I could not help but laugh – a short dry chuckle at such an echoing corner of stone walls. The vision was utterly absurd yet profoundly beautiful and faintly unsettling all at once. The figures of cold plastic possessed a naïve innocence – like newborn angels exploring existence in its naked state. The long legs – each a column of interlocking squares – displayed a mechanical grace but also a whimsical element. Such faces – if they could truly be called faces – were just a single row of cubes slowly rotating in one direction after another.

One of the angels paused as its torso rotated a full ninety degrees – as if it saw me directly. The cubes lining the face” aligned for only a momentary fraction of time to form what almost looked like a smile – before scattering once more. I felt a chill – not from fear but from understanding that these creations were attempting to answer a question that has haunted humankind since the dawn of staring up at the stars. What are we? The angels cubes made a soft, soft noise, as if the answer lay just out of reach – perpetually just a twist away.

I stepped closer and whispered the words: You are the answer to a puzzle that never was.” The cubes shivered – the red squares flashing in recognition – and the whole figure deepened to a shade of amber. Yet just as quickly as it brightened, the glow faded, and the statue settled once more into its silent shuffling.

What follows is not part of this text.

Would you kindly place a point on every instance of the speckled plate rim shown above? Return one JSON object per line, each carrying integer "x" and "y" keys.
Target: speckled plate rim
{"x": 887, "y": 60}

The rest of the exhibit passed before me as a blur of ancient stones and even older stories, but my mind remained fixed upon those Rubiks cube angels. The long legs brought thoughts of the verses describing the knee-high nineteen-forties” and the waist-high nineteen-fifties” – arbitrary references to time and humanity. I thought of the Picts who were clean as clams, witty and thick as thieves,” followed by the flaxen sons of Mil” who came after them, each trying to make their mark upon the land and upon the riddle of belonging. I thought of Merlin – the wizard of the borders – who, legend says, turned in his river grave whilst waiting for a time when the stones would speak again.

When I exited the museum, the sky was a bruised purple – twilight at work upon the old stones and making them look like bruised fruit. The wind carried the scent of damp earth and the distant tolling of a church bell for vespers. I made my way home with the verses of the poem still rattling through my head like a half-solved Rubiks cube. The night remained dark, yet the streetlights flickered with the same glow as the angelscubes. Such was the feeling I could shake – somewhere deep in the hidden corners of this grey old island there surely are beings formed out of coloured squares attempting to work out what they truly are.

I am an observer – a man of middle age who watched the world try to solve itself. The poem, the museum and the angels all fit – a jumble of history, myth and absurdity. Such a puzzle will never be fully solved. Yet perhaps that is precisely the point – we are all Rubiks cubes in our own ways. The angels, beautiful and nude, with long legs formed of interlocking squares, will continue to shuffle and click and wonder about existence – whilst I, for one, will continue to watch the show – a wry smile adorning my lips until that very day when the cubes finally align.